Charles est arrivé comme prévu par le train du matin tandis que papa venait de partir pour assister au défilé. Il ne m’a pas demandé de le suivre. C’est un des traits de son bon caractère : il n’impose à personne son patriotisme et son penchant pour les parades militaires. Papa est un homme tolérant.

Nous avons attendu Charles dans le salon et je me suis précipité dans ses bras dès que j’ai entendu grincer les gonds de la porte d’entrée, comme ils grincent toujours dès que quelqu’un entre ou sort. Charles était élégant dans son costume trois pièces aux reflets de ciel en été. « Dernier cri de Paris ! », avait-il annoncé avec fierté en époussetant sa veste d’un léger revers de la main. « Tu es incorrigible, mon fils… », avait chuchoté maman en l’embrassant. La journée s’annonçait belle malgré les nouvelles tristes qui nous parvenaient d’Europe.

Depuis l’assassinat de cet archiduc, à la fin du mois de juin, dans une ville dont j’ai découvert le nom en le lisant dans les journaux, je sens que des événements importants sont en train de se produire contre lesquels nous ne pouvons rien et que les silences appuyés de papa qui, d’habitude, commente abondamment l’actualité à l’heure des repas, cache quelque chose de grave. Une inquiétude sourde plane sur nos conversations. Je n’ai pas le courage de poser des questions. J’ai consulté mon atlas pour voir où se situait Sarajevo sur la carte de l’Europe. Je me suis rassuré en me disant que nous sommes bien loin de ces contrées et que les troubles qui s’y déroulent ont, ma foi, peu de chances de nous atteindre.

Du drame de Serajevo, selon une orthographe jusque là inconnue de moi, il était question presque tous les jours dans les éditions du journal l’Eclair du début du mois de juillet que Charles a ramenées de Montpellier.
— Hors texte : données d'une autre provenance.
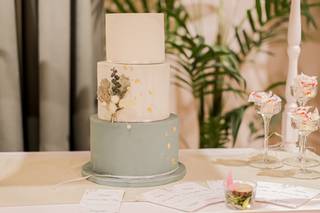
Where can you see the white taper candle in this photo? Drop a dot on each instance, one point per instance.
(294, 38)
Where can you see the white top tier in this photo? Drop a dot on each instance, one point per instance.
(135, 38)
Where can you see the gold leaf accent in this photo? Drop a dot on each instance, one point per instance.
(125, 83)
(103, 91)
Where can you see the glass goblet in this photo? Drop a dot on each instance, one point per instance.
(305, 127)
(267, 111)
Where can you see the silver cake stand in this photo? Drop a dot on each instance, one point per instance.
(102, 179)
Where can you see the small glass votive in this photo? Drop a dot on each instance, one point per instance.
(240, 195)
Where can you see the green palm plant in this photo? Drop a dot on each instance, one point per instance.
(211, 70)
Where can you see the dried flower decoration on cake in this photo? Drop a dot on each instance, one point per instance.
(111, 93)
(304, 86)
(266, 102)
(305, 118)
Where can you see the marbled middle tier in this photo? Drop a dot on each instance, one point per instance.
(134, 149)
(133, 93)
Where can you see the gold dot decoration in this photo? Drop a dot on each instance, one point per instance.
(169, 145)
(137, 81)
(149, 109)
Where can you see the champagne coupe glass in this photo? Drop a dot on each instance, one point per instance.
(305, 124)
(267, 109)
(302, 96)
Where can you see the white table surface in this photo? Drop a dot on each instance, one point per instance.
(28, 182)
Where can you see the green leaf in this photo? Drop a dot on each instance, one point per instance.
(259, 11)
(145, 6)
(131, 6)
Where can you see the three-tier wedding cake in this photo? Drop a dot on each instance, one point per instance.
(134, 138)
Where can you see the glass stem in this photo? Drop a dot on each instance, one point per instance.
(266, 123)
(303, 141)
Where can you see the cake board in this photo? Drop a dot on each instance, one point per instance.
(101, 179)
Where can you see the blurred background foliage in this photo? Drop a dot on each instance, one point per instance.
(211, 70)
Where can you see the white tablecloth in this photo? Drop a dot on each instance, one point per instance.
(28, 181)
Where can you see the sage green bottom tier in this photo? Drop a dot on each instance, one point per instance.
(136, 149)
(175, 175)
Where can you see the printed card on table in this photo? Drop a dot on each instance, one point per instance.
(102, 200)
(186, 197)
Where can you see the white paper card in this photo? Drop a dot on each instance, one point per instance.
(283, 194)
(186, 197)
(102, 200)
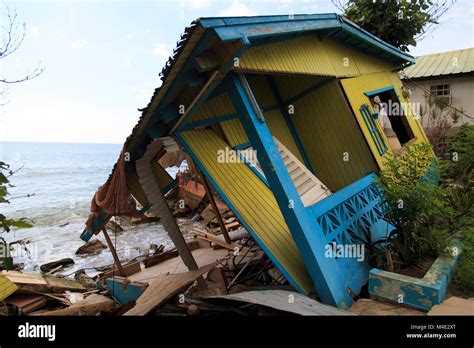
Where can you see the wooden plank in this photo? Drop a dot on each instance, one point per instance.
(128, 269)
(91, 305)
(164, 287)
(216, 240)
(27, 303)
(36, 282)
(229, 226)
(7, 287)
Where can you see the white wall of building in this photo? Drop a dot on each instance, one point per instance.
(462, 92)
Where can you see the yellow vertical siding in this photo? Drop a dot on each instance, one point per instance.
(355, 89)
(279, 129)
(234, 132)
(218, 106)
(309, 55)
(328, 130)
(254, 201)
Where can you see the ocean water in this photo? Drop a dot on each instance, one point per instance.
(61, 179)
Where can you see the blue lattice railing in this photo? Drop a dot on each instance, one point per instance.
(348, 213)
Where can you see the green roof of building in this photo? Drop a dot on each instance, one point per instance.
(444, 63)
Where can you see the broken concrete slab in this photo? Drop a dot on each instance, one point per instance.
(286, 301)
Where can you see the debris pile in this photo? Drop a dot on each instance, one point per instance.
(158, 283)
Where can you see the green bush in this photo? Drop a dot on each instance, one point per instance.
(458, 180)
(464, 275)
(458, 176)
(415, 205)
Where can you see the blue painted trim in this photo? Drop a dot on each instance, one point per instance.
(328, 279)
(227, 67)
(207, 122)
(421, 293)
(308, 91)
(324, 206)
(380, 90)
(377, 137)
(256, 172)
(237, 213)
(231, 28)
(122, 290)
(271, 108)
(242, 146)
(289, 123)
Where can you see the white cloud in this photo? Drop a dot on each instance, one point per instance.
(79, 44)
(34, 31)
(238, 9)
(196, 4)
(161, 50)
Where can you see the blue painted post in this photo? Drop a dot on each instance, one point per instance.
(328, 278)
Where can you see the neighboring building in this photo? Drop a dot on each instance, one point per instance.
(302, 92)
(448, 75)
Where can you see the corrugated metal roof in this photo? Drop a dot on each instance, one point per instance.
(444, 63)
(255, 28)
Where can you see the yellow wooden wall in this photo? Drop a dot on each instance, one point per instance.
(355, 89)
(328, 130)
(253, 201)
(311, 56)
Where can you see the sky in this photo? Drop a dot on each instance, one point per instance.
(101, 59)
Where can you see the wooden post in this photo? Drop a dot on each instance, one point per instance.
(114, 252)
(221, 223)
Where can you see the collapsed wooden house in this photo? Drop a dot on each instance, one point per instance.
(300, 93)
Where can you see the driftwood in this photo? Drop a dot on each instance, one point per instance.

Il les avait roulées dans son sac et les a jetées sur la table du salon en lançant un laconique « que de bonne nouvelles en ce moment… » sur un ton dont je ressentis l’amère ironie.

« L’archiduc François Ferdinand était-il l’ennemi irréductible des Slaves de l’empire dualiste et l’ardent propagateur de l’idée d’une action guerrière contre les Slaves non soumis au sceptre des Habsbourg ? », s’interrogeait le rédacteur de l’article publié en première page de l’édition du mardi 7 juillet sous le titre « Les suites d’un crime ». J’avoue que je ne comprends rien à ce charabia sinon que les mots « ennemi irréductible » et « action guerrière » ne me disent rien qui vaille. On parle aussi dans ce numéro de la crise balkanique, ce qui ne m’inspire pas davantage confiance dans le proche avenir.

J’ai été plus amusé par la photographie des hauts fonctionnaires de la Compagnie du Midi rassemblés à l’occasion de l’inauguration de la ligne d’autocars entre Cerbère et Luchon et, à côté, celle du pont de pierre démoli à Meyrueis, dont j’ignore la position géographique, pour faire place à la construction d’un pont métallique. Enfin, je ne pouvais pas rater l’imposante publicité pour les eaux du Boulou qui barrait de part en part en caractères gras la page suivante du journal. Une eau que papa conseille à nombre de ses patients pour soigner leurs maux d’estomac, de foie, d’intestin ou encore de vessie.

« Quand je pense que certains vont chercher à Lourdes… », s’amuse parfois mon mécréant de père qui place la raison au-dessus de tout et dont je crains - moi qui fréquente le catéchisme avec la rigueur que l’on peut attendre d’un enfant - qu’avec ses idées claires, il ne soit promis aux flammes d’un éternel enfer. Pauvre papa, me dis-je dans ces moments où je l’entends proférer des blasphèmes et où je sens mon corps saisi de peur.

Charles, lui, ne paraît avoir peur de rien. Il s’est assis dans le grand fauteuil du salon et, tandis que midi approchait, lança à l’adresse d’Adèle : « Je prendrai bien un petit verre de vieux Banyuls », ce dont notre bonne s’acquitta avec célérité, les désirs de « SON » Charles étant des ordres.

J’aime l’odeur épicée de ces vins vieillis dont la robe trouble dessine des arabesques dans les verres de cristal. J’ai le droit de tremper mes lèvres dans celui de maman. Les jours de fête comme le 14 juillet seulement.